После беседы с начальником Разбойного приказа Иоанн Васильевич ощутил потребность омыть душу от греховных дел. Он уединился в моленную и трижды прошёл полные чётки с душевным сокрушением и молитвенными возгласами. В мгновениях высшего возбуждения он бил себя в грудь и распластывался на каменном полу перед образами святителей. В этом настроении его никто не смел беспокоить. В такие покаянные дни он питался одной только просфорой, невидимо поставляемой в оконце моленной, и водой.

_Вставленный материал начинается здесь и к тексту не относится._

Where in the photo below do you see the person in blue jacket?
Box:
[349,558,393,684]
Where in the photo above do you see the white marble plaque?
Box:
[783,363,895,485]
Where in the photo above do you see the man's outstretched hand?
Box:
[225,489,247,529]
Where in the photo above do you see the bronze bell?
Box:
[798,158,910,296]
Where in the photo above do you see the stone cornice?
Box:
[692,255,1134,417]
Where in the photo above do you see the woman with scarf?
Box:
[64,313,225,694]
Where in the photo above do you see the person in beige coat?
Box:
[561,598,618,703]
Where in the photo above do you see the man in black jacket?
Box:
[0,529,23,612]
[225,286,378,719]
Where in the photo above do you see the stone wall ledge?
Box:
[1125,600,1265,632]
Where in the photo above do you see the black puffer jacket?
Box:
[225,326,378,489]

Спал он здесь же в уголке без подушки на голом полу. У него появлялась даже затаённая склонность к веригам.
В такие припадочные дни дворцовая стража берегла его покой пуще глаза. Глядя на Воробьёвы горы издали, можно было думать, что во дворце замерла всякая жизнь и что даже мимолётной птице запрещено махать крыльями и подавать голос. Только на царицыной половине можно было заметить проблески жизни.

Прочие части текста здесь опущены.